Logistics Encounters of the Third Party Kind

BUSINESS

The range of services being offered by today’s 3rd Party Logistics Providers (3PLs) are increasingly extensive as the highly competitive market drives development and innovation. 3PL contracts now regularly expand beyond the traditional warehouse and distribution activities, and have evolved to incorporate customer call centres, procurement, assembly operations and even production. However, the overall benefits of the 3PL service offering have remained the same; they provide the expertise, specialist resources, and asset investment that will enable you to focus efforts, and capital, on the core business.
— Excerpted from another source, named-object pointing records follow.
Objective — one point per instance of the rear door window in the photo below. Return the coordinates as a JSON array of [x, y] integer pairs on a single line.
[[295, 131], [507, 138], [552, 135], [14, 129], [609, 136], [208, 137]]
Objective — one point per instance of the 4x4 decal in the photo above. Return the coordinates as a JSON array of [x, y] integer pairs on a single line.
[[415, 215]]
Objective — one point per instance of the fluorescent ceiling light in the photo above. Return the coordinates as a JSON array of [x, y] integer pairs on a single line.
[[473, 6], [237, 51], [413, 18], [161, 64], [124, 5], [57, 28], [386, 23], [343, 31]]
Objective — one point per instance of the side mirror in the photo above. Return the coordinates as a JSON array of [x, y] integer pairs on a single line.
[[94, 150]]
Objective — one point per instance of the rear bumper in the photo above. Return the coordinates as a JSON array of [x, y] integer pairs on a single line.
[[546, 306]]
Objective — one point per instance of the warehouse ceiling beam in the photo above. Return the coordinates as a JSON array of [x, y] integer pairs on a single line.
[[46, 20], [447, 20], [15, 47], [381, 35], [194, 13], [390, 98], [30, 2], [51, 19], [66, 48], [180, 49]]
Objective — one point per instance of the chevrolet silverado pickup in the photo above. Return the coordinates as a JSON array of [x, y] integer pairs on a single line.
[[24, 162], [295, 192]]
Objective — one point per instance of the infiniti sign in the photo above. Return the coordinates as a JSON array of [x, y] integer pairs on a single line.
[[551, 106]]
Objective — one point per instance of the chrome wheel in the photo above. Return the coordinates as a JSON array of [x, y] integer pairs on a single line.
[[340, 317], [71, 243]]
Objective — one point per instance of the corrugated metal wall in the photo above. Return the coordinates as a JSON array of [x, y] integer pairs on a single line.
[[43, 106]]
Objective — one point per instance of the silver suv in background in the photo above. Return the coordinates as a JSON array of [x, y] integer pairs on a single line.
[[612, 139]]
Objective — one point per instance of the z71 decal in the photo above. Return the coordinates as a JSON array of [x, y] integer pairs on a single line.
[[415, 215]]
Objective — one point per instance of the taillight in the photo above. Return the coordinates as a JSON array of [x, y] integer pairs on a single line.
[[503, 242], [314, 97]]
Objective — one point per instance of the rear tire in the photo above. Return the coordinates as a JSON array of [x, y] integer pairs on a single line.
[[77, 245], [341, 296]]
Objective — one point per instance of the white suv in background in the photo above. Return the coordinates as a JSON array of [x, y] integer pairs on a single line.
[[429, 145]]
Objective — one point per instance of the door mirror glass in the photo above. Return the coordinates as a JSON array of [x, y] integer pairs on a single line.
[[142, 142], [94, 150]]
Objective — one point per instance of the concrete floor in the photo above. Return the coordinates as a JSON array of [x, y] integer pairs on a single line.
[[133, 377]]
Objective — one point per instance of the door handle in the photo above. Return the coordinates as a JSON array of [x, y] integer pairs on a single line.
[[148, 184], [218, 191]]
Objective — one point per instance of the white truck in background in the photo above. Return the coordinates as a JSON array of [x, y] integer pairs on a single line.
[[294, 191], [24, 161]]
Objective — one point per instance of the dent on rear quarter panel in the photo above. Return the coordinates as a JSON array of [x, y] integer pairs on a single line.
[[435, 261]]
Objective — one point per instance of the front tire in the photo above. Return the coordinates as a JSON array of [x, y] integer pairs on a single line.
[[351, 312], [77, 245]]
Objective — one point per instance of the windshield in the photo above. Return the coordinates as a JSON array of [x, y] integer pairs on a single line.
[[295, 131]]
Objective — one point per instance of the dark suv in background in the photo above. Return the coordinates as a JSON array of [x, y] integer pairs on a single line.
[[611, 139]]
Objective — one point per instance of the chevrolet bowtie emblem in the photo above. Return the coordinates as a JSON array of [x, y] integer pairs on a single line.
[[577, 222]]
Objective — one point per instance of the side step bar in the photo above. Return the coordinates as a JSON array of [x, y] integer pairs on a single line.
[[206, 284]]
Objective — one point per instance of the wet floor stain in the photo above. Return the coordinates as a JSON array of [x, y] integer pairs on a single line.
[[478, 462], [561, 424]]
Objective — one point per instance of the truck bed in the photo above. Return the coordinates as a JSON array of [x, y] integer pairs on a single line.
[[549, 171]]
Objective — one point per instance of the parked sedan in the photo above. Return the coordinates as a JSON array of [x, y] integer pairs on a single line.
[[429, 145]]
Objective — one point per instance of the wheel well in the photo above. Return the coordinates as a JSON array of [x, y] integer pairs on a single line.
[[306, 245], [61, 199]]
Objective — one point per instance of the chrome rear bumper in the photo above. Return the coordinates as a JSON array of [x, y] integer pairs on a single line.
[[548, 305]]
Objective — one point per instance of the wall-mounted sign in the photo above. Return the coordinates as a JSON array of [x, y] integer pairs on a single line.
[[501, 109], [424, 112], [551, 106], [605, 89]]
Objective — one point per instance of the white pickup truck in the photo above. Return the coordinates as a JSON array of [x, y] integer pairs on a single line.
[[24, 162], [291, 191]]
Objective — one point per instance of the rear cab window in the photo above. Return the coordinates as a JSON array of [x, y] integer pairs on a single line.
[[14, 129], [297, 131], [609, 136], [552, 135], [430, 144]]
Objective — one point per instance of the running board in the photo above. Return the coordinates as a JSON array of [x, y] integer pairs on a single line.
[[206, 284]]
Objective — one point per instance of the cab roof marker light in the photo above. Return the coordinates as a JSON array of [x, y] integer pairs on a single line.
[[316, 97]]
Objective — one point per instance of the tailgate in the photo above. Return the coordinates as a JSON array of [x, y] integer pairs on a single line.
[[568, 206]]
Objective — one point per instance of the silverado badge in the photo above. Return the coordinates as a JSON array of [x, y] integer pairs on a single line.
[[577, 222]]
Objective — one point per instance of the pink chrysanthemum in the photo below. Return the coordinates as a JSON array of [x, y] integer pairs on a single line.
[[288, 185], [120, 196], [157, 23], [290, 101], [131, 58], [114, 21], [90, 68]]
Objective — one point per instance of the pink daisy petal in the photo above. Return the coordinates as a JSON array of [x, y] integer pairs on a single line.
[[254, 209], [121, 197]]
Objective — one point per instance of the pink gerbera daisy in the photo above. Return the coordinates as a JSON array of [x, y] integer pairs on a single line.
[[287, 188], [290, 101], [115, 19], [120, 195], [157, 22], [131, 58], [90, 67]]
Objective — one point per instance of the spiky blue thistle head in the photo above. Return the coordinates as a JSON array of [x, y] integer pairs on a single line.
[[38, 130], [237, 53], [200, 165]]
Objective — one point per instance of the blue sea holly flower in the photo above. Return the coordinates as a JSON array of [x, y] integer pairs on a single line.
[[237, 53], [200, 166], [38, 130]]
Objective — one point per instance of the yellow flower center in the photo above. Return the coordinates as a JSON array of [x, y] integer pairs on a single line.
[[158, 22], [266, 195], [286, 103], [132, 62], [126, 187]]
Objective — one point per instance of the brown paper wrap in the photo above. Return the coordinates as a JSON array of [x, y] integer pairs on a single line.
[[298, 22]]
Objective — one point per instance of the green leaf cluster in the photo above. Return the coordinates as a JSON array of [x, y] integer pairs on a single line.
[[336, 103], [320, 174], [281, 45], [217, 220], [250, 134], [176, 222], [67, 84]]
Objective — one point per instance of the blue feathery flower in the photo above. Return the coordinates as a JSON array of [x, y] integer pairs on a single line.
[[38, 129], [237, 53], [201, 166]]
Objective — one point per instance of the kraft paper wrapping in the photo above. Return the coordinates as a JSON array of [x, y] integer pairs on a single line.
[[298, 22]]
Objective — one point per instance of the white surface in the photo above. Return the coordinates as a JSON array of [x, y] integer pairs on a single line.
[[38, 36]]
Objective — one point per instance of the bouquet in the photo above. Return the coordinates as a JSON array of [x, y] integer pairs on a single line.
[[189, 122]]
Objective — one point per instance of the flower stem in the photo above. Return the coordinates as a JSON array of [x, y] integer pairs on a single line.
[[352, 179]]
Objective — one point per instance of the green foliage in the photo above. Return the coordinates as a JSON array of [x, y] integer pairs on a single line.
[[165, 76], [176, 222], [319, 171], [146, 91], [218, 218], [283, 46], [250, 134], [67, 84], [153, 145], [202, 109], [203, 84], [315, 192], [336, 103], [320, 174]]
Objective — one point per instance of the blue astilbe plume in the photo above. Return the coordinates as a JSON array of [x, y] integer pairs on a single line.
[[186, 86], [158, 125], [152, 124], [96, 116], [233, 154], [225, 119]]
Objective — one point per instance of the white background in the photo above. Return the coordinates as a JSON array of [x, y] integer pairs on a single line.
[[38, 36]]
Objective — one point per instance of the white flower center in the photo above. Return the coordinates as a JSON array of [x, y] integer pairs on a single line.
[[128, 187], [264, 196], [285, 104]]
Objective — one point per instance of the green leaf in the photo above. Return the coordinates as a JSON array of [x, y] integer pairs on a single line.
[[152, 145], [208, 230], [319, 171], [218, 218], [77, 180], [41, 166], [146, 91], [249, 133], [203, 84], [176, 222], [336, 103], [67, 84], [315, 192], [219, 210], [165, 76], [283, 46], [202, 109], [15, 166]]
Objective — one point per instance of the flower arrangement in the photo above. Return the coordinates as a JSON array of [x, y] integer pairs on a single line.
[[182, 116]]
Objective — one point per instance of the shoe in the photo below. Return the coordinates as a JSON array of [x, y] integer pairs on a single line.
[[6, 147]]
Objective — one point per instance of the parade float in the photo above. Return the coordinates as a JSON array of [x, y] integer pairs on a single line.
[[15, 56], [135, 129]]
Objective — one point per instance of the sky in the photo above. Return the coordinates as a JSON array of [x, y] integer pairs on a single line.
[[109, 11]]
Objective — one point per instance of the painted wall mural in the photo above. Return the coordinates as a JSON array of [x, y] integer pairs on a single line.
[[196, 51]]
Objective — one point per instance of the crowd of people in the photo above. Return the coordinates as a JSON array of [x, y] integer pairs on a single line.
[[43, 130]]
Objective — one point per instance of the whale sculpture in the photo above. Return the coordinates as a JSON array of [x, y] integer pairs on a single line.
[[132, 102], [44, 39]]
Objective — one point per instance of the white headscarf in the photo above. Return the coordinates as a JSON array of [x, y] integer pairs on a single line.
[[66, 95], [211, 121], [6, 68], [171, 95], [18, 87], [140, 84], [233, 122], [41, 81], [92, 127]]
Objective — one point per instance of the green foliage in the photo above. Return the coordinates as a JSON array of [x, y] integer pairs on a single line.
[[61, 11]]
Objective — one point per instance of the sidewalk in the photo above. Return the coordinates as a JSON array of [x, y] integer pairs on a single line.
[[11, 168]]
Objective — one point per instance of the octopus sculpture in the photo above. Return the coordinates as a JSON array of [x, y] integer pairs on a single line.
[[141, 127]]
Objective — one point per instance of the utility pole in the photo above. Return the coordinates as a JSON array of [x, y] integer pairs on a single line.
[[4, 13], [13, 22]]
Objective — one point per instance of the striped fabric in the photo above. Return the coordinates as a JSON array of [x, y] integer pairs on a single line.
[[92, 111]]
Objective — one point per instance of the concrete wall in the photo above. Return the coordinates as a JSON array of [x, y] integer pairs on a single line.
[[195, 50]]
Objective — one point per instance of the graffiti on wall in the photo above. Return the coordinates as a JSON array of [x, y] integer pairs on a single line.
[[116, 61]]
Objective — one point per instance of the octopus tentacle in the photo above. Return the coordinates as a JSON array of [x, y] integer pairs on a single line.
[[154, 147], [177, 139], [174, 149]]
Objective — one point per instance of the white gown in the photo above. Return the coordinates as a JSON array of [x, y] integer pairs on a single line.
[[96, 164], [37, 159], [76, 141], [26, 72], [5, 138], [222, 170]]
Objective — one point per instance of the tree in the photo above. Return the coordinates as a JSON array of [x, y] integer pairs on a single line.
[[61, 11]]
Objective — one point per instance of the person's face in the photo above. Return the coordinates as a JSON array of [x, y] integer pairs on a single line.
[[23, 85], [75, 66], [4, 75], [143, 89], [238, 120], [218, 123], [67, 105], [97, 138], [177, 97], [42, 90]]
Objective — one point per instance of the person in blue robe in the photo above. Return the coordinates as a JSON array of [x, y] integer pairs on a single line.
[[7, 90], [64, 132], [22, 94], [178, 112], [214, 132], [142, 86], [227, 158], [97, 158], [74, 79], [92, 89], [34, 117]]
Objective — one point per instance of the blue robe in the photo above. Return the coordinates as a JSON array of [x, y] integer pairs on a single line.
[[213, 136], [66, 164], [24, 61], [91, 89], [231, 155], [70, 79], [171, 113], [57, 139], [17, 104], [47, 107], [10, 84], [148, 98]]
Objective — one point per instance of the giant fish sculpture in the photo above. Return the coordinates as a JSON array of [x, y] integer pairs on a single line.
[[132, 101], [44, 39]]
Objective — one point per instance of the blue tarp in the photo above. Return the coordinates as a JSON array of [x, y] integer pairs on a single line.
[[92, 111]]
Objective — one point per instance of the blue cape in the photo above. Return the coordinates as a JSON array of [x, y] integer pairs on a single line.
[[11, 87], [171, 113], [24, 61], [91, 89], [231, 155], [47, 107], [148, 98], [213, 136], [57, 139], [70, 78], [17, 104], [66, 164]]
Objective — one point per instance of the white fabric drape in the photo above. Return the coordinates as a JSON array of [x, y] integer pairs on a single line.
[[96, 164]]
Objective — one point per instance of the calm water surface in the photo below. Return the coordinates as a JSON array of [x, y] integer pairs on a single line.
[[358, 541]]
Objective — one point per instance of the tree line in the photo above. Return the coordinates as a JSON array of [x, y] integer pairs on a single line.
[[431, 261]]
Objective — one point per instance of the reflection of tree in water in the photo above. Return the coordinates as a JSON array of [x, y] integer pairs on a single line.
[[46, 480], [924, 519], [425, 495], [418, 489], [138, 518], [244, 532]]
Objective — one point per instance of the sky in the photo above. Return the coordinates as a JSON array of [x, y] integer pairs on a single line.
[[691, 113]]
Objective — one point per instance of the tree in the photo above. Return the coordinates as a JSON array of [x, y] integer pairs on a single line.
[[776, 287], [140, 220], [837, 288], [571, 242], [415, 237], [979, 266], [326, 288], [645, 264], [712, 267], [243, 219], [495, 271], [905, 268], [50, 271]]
The increasing number of 3PLs in the market, the range of services offered, and the ever-increasing pressure for businesses to reduce costs, is facilitating significant growth in the contracting of 3PL services. As this growth continues, it is ever more important for potential clients to properly consider how 3PL services are engaged, and what the 3PL will deliver. To select the best 3PL for your business, and maintain a mutually beneficial relationship, truck shipping companies you need to ensure that the appropriate service is selected in the first place. There are many cases where relationships have broken down between the 3PL and client, due to expectations of either one or both parties not being managed from the outset. The erosion of the relationship can start as early as the initial meetings, where the service requirements are first established.

For example in February 2010 a High Court judgement ruled against the service provider in the case of BSkyB Ltd v. HP Enterprise Services Ltd. Whilst this case relates to an IT project (not a 3PL contract) there are aspects of the case which need to be borne in mind by those involved in any aspect of pre-contractual discussions for service provision. In its judgement, the court was particularly critical of the way in which the supplier’s proposal had estimated resource required to undertake the project; specifically, the approach of giving a deliverable which the customer was seeking (as opposed to properly determining the extent of effort required).

The court’s decision confirmed that it is not possible to exclude, or limit liability, for a fraudulent misrepresentation made during the sales process; and that no subsequent contract clause could be engaged to prevent a claim for that misrepresentation. Whilst not new law, this judgement has reinforced the importance, for service providers, to act within the confines of what they are able to deliver. It also underlines the need for those service providers to undertake appropriate due-diligence, ensuring that the service they are offering is not only deliverable, but is fully consistent with their client’s requirements.

Sometimes, ‘misrepresentation’ from a service provider can be a reflection of the client not fully assessing their exact requirements and therefore the services they need. To mitigate this risk, you need to both fully analyse your businesses requirements, and ascertain how you will integrate with the service provider. Both of these things need to be completed well in advance of initial discussions with a 3PL.

Where logistics services are being procured, clients should be prepared to undertake an internal supply chain review, developing a full understanding of their logistics and service level requirements, and identify all potential benefits within a well-structured business case. This business case will provide the prospective 3PLs with an appropriate requirement specification; in turn, this specification will assist the 3PLs to design a solution that meets the client’s actual needs.